With function calling, an LLM can do more than answer—it can operate.

How this changed people building LLM systems

With function calling, larger context windows, and smarter models, people started building agents that can chain many steps. For example: look at a dataset, realize the data is incomplete, fetch an additional file, read it, query an external API for fresh values, and only then produce a result.

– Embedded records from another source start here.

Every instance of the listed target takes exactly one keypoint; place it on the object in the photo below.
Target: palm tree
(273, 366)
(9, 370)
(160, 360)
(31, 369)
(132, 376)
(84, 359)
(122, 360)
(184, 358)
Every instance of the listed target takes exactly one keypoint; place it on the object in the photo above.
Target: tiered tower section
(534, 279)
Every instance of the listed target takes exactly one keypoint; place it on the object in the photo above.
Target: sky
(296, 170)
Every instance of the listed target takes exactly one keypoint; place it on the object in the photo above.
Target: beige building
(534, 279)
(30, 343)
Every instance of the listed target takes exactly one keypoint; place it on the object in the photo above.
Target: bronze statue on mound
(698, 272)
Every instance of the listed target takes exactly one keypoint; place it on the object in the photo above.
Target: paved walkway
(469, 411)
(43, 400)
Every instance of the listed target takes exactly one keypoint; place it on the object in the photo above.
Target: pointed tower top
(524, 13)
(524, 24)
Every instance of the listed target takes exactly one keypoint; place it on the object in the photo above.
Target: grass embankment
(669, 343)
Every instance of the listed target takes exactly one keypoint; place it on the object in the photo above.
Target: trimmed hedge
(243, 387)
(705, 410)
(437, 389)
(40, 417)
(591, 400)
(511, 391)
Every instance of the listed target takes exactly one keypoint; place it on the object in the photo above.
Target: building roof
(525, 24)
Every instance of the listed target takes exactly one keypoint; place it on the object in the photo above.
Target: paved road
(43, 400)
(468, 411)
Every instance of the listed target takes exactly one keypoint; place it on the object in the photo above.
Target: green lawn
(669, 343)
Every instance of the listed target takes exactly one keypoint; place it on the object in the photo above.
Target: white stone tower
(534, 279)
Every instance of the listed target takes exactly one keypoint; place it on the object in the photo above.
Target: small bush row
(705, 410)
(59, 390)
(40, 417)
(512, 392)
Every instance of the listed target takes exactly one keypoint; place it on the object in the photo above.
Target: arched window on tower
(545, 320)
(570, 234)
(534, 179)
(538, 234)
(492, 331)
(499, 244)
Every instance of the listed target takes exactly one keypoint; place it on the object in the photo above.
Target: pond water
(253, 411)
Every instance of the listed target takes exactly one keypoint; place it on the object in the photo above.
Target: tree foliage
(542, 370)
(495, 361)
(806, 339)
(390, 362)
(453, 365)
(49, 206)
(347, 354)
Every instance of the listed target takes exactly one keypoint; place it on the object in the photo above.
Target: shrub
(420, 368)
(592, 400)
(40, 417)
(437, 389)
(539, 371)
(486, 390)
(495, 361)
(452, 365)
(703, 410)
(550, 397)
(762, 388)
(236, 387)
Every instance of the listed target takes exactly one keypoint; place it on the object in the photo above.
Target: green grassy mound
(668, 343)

This fixes many limits of naive RAG because the model can decide when to retrieve, from which source, and what to do next.

A small text illustration of an agent using three tools — read a file, create a plan, and execute actions:

Tools available: read_file(path), create_plan(goal, history), execute(action, params)
Goal: “Summarize the dataset schema and produce a short report.”
Step 1 — Plan: The agent calls create_plan(goal, history) → Plan: (1) read data/schema.json, (2) extract key fields, (3) draft summary.
Step 2 — Read: The agent calls read_file('data/schema.json') → Gets the schema content (omitted for brevity).
Step 3 — Update: With the schema in hand, the agent refines the plan: highlight missing fields and note data types.
Step 4 — Execute: The agent calls execute('summarize_schema', { 'schema_path': 'data/schema.json' }) → Produces a concise report.
Step 5 — Finish: The agent returns the report as the final answer.

RAG still matters a lot. Instead of using RAG on every turn, the agent decides which tool to call and when retrieval is actually needed.

Function calling ties everything together by letting the model plan and your code execute. Memory and state give continuity across steps. The result is an agent that can gather context, make decisions, and take actions until the job is done.

Putting it all together

The path went like this:

Small context length forced selective context → RAG.
RAG solved grounding, but not actions or memory.
Function calling enabled safe, structured actions.
Better models, bigger contexts, and better tooling made orchestration practical.
Agents emerged: planners with tools, memory, and guardrails.

That’s how we got into agentic systems.